Configure NetFlow/IPFIX for Telemetry Ingest on SNA

Introduction

This document describes the best practices and basic configuration of Netflow/IPFIX that Secure Network Analytics (SNA) needs for telemetry ingest.

Prerequisites

• Cisco SNA knowledge
• NetFlow/IPFIX knowledge

Requirements

• Secure Network Analytics in 7.2.1 or newer
• Flow Collector in 7.2.1 or newer
• CLI access as root to the Flow Collector

Components Used

• This depends completely on your network design and the devices that you have selected to send NetFlow/IPFIX to Secure Network Analytics. NetFlow/IPFIX configuration is different on each exporter, for detailed configuration please contact the support team of each exporter.

The information in this document was created from the devices in a specific lab environment. All of the devices used in this document started with a cleared (default) configuration. If your network is live, ensure that you understand the potential impact of any command.

Background information

The Flow Collector is a SNA appliance in charge of collect, process and store flows that are sent to Secure Network Analytics. For NetFlow version 9 or IPFIX, several fields could be included on NetFlow/IPFIX template to add more information related to network traffic, however, there are 9 specific fields that must be included in NetFlow/IPFIX template for the Flow Collector to process those Flows. Flow Collector does not process incoming flows which includes a non-valid template, therefore SNA does not display flow information of those exporters under Web UI or Desktop Client.

Configure

Required Fields

Next fields must be included on NetFlow/IPFIX template for Telemetry ingest. Ensure that these 9 fields are included on NetFlow/IPFIX template, in order for Secure Network Analytics to process incoming flows.

• Source IP Address
• Destination IP Address
• Source Port
• Destination Port
• Layer 3 Protocol
• Bytes Count
• Packet count
• Flow Start Time
• Flow End Time

Note: More fields could be included on NetFlow/IPFIX configuration, however the previous fields are the minimum requirements of Secure Network Analytics for Telemetry Ingest.

Recommended Fields

It is recommended to include the next fields on NetFlow/IPFIX template to gather information about interface information, this configuration is required to show interface information such as name and speed:

• Interface input
• Interface output

Best Practice

Additionally, next settings are recommended as best practices to ensure a proper performance of Secure Network Analytics.

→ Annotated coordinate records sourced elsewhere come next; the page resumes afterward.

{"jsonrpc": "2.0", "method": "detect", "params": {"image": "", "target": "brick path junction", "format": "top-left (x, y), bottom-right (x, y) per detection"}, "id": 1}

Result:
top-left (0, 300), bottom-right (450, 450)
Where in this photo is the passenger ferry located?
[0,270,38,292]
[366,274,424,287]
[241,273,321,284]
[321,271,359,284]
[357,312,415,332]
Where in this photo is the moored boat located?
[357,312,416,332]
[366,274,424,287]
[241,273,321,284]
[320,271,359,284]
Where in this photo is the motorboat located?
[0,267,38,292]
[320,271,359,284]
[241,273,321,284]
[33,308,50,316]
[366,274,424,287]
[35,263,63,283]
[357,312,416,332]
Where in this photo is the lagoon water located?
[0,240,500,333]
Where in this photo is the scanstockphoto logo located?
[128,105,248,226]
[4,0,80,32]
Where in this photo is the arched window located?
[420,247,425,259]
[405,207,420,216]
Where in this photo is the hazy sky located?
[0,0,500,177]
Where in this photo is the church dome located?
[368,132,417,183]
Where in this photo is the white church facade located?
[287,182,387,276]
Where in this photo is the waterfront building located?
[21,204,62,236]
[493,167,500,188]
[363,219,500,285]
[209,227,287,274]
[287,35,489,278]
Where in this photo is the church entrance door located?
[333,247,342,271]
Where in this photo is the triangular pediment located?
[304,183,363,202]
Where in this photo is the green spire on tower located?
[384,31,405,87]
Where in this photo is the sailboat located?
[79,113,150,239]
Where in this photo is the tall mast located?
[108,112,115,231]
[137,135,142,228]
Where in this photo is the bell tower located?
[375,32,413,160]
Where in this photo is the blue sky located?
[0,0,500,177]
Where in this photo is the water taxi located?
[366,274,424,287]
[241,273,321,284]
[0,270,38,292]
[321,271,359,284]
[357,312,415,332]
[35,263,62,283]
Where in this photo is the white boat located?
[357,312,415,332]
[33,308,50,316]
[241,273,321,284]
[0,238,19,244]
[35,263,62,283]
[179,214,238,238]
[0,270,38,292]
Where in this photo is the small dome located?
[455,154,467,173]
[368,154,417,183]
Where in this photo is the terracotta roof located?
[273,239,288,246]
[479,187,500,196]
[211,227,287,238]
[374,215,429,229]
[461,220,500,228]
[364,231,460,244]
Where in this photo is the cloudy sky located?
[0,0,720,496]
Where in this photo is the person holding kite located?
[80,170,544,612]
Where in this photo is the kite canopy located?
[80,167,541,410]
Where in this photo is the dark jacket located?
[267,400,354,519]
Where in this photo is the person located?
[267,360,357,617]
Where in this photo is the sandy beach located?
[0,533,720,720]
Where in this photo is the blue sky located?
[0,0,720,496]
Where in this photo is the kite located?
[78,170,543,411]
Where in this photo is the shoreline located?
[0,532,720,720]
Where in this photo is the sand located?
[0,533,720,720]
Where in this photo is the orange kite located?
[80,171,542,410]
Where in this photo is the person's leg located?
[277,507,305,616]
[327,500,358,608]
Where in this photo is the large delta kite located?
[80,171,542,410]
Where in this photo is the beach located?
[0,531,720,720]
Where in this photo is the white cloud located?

• Set active timeout to 60 seconds
• Set inactive timeout to 15 seconds
• Set template timeout to 30 seconds

Note: Default port for NetFlow is 2055, however you can select another port, please ensure to use the same port during lc-ast process on Flow Collector(s).

Verify

To validate NetFlow/IPFIX template configuration, you can run a packet capture between the exporter and Flow Collector. Log into the Flow Collector with root user via SSH and run command:

tcpdump -nli [Collecting_Interface] host [Exporter_IP_Address] and port [NetFlow_Port] -w /lancope/var/tcpdump/[file_name].pcap

• Use a SCP tool to export the packet capture from the Flow Collector (located in /lancope/var/tcpdump) to your local machine and then open it on Wireshark

• Identify the frame in which the NetFlow/IPFIX template was received and open it to validate the fields that the template includes

Note: The field names showed can look different on each exporter, this is just a reference of how you can validate those fields.